The project, funded by the Bill & Melinda Gates Foundation, aims to address responsible FAIR data sharing and improved data management practices, and identify possible risks encountered during the development of interventions to achieve this.
Dr Vinod Pandit, Acting Regional Director, South Asia, gave opening remarks to the workshop, which focused on six steps within a FAIR process framework that helps contribute to the establishment of a robust and sustainable data ecosystem.
The workshop, which built upon the basis of FAIR principles – Findable, Accessible, Interoperable, and Reusable – was also attended virtually by Martin Parr, Director, Data Policy & Practice, as well as in person by staff from CABI’s centre in India.
It was conducted by Arun Jadhav, Manager – Digital Development, Akanksha Nagpal, Project Coordinator, South Asia, and CABI Consultant Ranjeet Kumar Singh.
A mix of stakeholders from different backgrounds – such as FAIR practitioners from the Indian Statistical Institute, Bangalore, the Indian Institute of Technology, Delhi, and Delhi University and domain experts from the diverse institutions of Indian Council of Agricultural Research (ICAR) such as Indian Agricultural Research Institute, Indian Agricultural Statistics Research Institute and The Directorate of Knowledge Management in Agriculture were present to give their inputs on the framework and how well it resonates with them.
FAIR process framework
In the dynamic landscape of development and innovation, data has emerged as a crucial asset, offering insights and solutions to some of the world’s most pressing challenges. However, realizing the full potential of data requires a commitment to principles that ensure its accessibility and usability.
CABI developed a FAIR process framework by adopting a people-first approach from the perspective of human-centered systems design in the people, process, technology framework. It is designed to guide the project officers towards the integration of FAIR principles in their investments.
The comprehensive framework comprises of six pivotal steps. These are ‘define data intervention types,’ ‘understand the enabling environment,’ ‘identify data assets,’ ‘codevelop FAIR aligning principles,’ ‘develop a FAIR data governance strategy,’ and ‘develop a FAIR technical implementation plan.
Define data intervention types
The journey towards FAIR data begins by identifying key intervention types that can overcome barriers hindering the transformation of data into a FAIR format. This step prioritizes high-impact interventions, setting the stage for a targeted and efficient process.
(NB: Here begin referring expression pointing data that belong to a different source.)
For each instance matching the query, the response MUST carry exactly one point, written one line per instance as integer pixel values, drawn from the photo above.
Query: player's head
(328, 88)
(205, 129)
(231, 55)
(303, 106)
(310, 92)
Understand the enabling environment
Recognizing the external factors that influence data accessibility is paramount. The second step involves understanding the enabling environment – the external conditions critical for fostering FAIR data practices throughout the investment cycle. This holistic approach ensures that the impact of FAIR principles extends beyond individual projects.
Identify data assets
Vital data assets lie at the heart of any successful investment. Identifying and ensuring the availability of these assets is the third step in the framework. This step guarantees that the data essential for operational success is not only recognized but also made accessible for optimal utilization.
Codevelop FAIR aligning principles
FAIR is not a ‘one-size-fits-all’ concept. In the fourth step, stakeholders collaboratively define the significance of FAIR within the context of the investment. This approach encourages broader participation, ensuring that the FAIR agenda is shaped by diverse perspectives.
Develop a FAIR technical implementation plan
The final step involves creating a technical blueprint outlining the readiness for achieving FAIR compliance. This plan equips stakeholders with the tools and knowledge necessary for seamless FAIR implementation, ensuring a smooth transition to a data-driven paradigm.
Strengthening the framework
The participants especially liked the fact that the workshop focused on problems first rather than a technology-first approach and the steps made sense in a clear order. The systems thinking approach and human-centered approaches used to develop the framework were also well appreciated.
The workshop brought some healthy discussion around the overall FAIR process framework and its six steps for the implementation FAIR in research projects and the experts gave their valuable inputs that would help to strengthen the framework further.
All the stakeholders agreed that the developed framework is applicable to their actual working context, and it would be useful in supporting FAIR data implementation in different types of projects. The framework resonated well with the stakeholders in terms of implementation in both their own context and various other projects.
Dr Pandit said, “CABI plans to conduct workshops on the FAIR process framework with a diverse range of stakeholders. This inclusive approach will involve engagement with funders, project implementors, researchers, and other key players in the data ecosystem.
“By bringing together a wide spectrum of perspectives, these workshops aim to enrich the framework further, ensuring its adaptability across various sectors and contexts.”